What he wanted to do was offer a different perspective of the war that wasn't being as accessibly covered in conventional war journalism. What he wanted to do was to argue that there might be more going on than journalism can offer. What he wanted to do was something rather old-fashioned: He wanted to tell a different story.

That story became Falcons on the Floor, Sirois' debut novel, which is currently being considered for publication. In it, a young man from Fallujah named Salim walks to Ramadi with his lifelong friend Khalil shortly after a 2004 siege. Falcons catches these two young Iraqis as they're navigating the unstable ground of transitioning from the teens they once were into the men they may become. Salim is ostensibly trying to find internet access again so that he can send a missive to Rana, a woman he cares for but knows only online (though his journey often feels as much a flight from home and his memories). Wild-card Khalil happened to be included in a widely circulated photograph that shows him taking part in insurgent activity, though only he knows the extent of his participation--in fact, he's not entirely sure what he believes in himself. Together, they have to get out of Fallujah without being detected, avoid roadblocks and bridges, cross the river, and make their way along its banks to Ramadi, where Khalil's cousin might be able to take them in. (The same two characters appear in his novella-length MLKNG SCKLS, which was issued by local Publishing Genius press this past June, as a DVD-like "deleted scene" that he left out of the novel.)
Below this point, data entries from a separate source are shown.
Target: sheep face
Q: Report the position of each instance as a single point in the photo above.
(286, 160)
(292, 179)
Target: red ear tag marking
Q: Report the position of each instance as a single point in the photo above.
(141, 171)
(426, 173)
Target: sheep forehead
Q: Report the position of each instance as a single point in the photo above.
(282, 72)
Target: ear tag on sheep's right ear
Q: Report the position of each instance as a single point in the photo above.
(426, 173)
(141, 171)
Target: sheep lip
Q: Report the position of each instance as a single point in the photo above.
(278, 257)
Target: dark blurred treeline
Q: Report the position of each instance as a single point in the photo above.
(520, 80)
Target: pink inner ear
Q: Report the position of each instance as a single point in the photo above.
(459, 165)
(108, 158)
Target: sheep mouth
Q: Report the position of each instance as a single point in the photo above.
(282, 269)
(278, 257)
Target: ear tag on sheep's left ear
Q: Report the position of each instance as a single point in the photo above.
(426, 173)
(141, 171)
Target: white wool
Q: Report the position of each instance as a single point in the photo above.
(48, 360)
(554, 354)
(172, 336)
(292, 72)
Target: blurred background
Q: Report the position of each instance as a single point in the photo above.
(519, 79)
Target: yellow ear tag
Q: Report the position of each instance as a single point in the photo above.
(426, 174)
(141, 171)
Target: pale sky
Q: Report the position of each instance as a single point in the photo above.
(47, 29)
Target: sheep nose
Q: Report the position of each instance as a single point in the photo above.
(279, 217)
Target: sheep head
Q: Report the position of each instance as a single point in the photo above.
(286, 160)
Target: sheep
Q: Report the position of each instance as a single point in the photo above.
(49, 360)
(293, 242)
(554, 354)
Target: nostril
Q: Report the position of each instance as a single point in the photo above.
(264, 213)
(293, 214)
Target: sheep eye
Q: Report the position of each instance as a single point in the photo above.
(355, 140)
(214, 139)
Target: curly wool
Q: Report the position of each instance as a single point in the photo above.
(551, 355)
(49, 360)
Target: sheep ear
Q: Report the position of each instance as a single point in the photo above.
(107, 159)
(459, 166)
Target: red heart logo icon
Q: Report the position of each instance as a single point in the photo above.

It's the basic story that came to Sirois as he started reading and researching for the novel in 2006. "It was always at least one person walking from one point to another," he says. "That's the shell of it. I knew it would be Fallujah to somewhere. It would be a human story not a war story. It would be a young man, a savvy Fallujahian, if that's the right word. Salim isn't the average Fallujahian. He's learned a lot from his mom. He knows a lot about technology. He's being taken advantage of by the Fedayeen because of those skills. So, like, I knew that was definitely the story. And I had just read The Road, and there's a lot of Road references or Cormac McCarthy influences in there. So I knew that I could structure it in a kind of road story and make it work."

Falcons on the Floor is a solid first novel, prone here and there to over lyricism, but overall a engrossing and compassionate read. What makes it rather remarkable is not only the story it chronicles, but how it came to be. After all, just because Sirois wants to tell this story, so what? He's just, well, an art-school graduate working for the federal government who runs a poetry label. Why does what he has to say about Iraq have any merit?

"So about three months after I drafted it I started writing a little bit, but didn't have any, you know, I didn't have a whole lot of. . . . " Sirois drifts off. "I can't think of the word. I just felt like, Who's this white guy writing about Fallujah?"